The appropriate culinary accompaniment: To soften the intellectual bits and lull me to sleep (remember – reading before bed = good sleep), I trotted off to the kitchen, faced off with a 6 inch long house lizard (in my view – a Komodo!! on my kitchen window) and stocked up on the trusty mug of milk and 4 cookies. 3 pieces of CookieDuckie’s honey cookie and 1 of the Orange Chocolate nut type, to be precise. It’s not that I want to bore you with what I ate, saw, drank etc. but these were carefully rationed portions of CookieDuckie’s baking experiments, and until I receive another batch, I have to ration my skimpy portions. It all went down rather well.

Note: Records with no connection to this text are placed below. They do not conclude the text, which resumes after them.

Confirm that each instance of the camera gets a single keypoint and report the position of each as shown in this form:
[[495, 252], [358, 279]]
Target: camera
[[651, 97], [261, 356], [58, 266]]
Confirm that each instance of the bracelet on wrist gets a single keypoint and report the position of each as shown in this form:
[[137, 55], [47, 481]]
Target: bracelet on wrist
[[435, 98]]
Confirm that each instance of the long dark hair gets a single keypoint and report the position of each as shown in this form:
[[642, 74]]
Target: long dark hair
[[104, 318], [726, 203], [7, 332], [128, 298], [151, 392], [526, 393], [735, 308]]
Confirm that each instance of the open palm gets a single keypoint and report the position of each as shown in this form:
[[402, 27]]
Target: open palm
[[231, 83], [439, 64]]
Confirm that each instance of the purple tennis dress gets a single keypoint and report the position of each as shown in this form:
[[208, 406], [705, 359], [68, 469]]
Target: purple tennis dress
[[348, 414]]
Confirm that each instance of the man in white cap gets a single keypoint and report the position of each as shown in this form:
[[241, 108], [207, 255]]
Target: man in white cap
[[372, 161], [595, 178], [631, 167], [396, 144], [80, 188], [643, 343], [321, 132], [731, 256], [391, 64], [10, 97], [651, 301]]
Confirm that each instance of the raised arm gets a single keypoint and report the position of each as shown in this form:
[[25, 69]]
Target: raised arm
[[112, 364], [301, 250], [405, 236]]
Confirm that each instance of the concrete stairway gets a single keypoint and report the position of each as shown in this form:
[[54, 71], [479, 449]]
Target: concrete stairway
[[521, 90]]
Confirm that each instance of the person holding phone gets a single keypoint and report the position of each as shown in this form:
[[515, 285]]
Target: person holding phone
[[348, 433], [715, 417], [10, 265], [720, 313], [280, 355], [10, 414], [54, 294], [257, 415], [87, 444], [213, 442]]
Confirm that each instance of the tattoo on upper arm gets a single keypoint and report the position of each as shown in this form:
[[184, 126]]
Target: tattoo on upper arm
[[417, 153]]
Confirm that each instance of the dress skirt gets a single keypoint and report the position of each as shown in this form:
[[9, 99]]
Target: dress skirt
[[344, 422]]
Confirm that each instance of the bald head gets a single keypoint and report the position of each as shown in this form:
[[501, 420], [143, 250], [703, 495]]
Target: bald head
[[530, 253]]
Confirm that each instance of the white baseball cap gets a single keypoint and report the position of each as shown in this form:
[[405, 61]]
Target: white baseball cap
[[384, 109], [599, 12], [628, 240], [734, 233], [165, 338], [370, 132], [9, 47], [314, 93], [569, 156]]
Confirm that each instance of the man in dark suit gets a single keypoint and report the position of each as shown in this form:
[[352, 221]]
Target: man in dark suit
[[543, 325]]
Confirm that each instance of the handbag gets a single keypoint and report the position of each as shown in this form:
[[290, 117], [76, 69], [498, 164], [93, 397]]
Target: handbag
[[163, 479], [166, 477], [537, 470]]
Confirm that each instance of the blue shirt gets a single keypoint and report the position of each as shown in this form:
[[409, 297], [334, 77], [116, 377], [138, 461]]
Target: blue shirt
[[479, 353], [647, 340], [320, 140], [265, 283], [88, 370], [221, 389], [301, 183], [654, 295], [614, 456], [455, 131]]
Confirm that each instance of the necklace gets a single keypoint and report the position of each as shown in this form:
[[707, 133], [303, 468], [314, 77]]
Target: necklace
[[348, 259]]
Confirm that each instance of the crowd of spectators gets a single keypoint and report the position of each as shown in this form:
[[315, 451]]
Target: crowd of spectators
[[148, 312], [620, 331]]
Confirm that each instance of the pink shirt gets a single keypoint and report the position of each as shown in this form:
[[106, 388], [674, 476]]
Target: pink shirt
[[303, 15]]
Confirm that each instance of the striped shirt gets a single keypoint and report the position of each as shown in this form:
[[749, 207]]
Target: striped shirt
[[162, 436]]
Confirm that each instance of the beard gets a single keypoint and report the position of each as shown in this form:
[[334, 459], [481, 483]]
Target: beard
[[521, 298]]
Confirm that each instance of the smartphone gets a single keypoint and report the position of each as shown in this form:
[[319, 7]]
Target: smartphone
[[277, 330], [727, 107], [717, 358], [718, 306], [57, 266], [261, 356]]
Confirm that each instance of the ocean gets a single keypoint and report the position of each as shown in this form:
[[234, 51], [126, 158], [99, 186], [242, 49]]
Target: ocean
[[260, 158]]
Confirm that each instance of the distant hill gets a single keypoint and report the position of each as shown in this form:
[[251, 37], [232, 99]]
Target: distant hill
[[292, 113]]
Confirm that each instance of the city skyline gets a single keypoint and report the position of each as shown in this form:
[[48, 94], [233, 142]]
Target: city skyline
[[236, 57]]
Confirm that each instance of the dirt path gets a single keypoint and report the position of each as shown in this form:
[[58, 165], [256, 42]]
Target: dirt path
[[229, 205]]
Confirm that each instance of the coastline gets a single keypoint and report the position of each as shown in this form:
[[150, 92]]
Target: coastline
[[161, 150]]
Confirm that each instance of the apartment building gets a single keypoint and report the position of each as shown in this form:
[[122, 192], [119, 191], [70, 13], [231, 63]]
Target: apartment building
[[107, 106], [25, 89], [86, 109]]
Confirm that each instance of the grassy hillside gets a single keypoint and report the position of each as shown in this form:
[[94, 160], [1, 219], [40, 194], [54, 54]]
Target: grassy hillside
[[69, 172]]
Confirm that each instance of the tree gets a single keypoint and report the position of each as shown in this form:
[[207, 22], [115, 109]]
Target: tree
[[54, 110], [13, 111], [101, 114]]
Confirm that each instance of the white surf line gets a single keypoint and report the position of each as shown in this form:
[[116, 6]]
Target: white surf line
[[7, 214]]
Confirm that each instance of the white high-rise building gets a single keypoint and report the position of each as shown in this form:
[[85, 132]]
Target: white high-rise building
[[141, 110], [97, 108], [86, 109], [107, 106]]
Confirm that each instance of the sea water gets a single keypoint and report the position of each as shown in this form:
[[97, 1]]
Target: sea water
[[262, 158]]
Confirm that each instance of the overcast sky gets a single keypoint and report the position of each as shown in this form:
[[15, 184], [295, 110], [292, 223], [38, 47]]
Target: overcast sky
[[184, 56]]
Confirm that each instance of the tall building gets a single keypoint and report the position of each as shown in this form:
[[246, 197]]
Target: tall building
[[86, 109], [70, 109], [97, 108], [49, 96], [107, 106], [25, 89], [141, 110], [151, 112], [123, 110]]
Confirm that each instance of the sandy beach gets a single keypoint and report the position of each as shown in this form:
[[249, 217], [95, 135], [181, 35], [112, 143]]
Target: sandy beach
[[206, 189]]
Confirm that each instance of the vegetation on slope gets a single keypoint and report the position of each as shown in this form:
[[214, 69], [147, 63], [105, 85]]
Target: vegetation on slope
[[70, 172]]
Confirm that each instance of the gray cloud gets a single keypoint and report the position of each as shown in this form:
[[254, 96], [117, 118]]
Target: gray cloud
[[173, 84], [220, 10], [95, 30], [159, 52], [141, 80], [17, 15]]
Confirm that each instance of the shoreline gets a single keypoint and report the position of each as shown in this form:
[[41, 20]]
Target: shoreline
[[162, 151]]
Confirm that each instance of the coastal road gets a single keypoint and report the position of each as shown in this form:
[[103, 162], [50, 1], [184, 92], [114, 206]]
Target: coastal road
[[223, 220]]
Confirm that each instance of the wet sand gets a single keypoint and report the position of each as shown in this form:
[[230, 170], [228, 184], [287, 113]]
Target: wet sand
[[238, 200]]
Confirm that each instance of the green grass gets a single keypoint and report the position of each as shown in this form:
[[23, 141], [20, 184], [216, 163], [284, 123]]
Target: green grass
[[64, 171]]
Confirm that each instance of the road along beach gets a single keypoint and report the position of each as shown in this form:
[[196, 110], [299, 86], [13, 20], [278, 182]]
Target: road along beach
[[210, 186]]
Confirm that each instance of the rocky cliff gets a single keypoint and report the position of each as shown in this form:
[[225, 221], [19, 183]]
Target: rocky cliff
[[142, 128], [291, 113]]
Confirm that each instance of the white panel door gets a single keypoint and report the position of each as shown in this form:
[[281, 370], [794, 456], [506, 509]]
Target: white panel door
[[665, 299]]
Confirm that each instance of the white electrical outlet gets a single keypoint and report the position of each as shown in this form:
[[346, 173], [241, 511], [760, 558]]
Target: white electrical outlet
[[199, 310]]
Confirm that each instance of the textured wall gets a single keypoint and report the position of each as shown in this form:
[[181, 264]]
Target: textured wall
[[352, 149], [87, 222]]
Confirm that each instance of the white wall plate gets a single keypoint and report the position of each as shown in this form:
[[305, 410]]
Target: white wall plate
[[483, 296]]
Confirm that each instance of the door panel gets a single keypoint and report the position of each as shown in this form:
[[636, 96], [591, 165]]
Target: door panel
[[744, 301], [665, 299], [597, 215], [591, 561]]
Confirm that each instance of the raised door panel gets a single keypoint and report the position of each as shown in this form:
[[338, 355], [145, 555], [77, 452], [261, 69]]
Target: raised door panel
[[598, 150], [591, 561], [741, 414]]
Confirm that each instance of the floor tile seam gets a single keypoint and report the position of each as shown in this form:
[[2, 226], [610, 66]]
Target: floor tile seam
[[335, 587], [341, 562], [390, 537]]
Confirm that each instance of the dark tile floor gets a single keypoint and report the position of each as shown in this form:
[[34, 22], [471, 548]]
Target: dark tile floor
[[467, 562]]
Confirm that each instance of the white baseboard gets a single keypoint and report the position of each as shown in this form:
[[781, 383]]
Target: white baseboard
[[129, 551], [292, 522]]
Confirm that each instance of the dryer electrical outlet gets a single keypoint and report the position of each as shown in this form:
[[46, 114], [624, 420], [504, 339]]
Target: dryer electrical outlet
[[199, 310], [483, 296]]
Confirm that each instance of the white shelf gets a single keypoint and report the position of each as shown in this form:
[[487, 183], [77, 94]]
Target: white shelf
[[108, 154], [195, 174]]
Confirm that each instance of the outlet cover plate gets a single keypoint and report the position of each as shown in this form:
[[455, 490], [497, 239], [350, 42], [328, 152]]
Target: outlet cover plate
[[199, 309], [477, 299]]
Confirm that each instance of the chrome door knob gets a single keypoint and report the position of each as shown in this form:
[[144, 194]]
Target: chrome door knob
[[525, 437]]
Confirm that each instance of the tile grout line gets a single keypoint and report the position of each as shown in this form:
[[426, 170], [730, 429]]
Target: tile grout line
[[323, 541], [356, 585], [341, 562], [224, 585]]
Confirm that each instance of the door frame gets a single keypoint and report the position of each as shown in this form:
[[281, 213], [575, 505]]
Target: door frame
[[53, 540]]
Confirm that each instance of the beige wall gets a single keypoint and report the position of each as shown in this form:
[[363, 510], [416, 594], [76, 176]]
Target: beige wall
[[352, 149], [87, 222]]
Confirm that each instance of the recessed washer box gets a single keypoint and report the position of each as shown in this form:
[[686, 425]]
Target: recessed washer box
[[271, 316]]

I leave you with a nice chunk of text (otherwise known as ‘lifting’, ‘copying’) from de Botton’s book, to give you a taste of his prose:

from page 106…

“I strip myself emotionally when I confess need – that I would be lost without you, that I am not necessarily the independent person I have tried to appear, but I am a far less admirable weakling with little clue of life’s course or meaning. When I cry and tell you things I trust you will keep them for yourself, that would destroy me if others were to learn of them…I am stripping myself of a carefully sculpted illusion of invulnerability.”

I guess if The Romantic Movement were a dish or a food, right now I would label it as …. a hybrid Portobello black truffle mushroom. At times tasteless but big, fluffy and chewy and goes well with normal cheese but at certain sections – real rich and heady with lots to think about.

If you have’nt already guessed, I’m not a total fan of this novel, but I’m not quite giving up yet.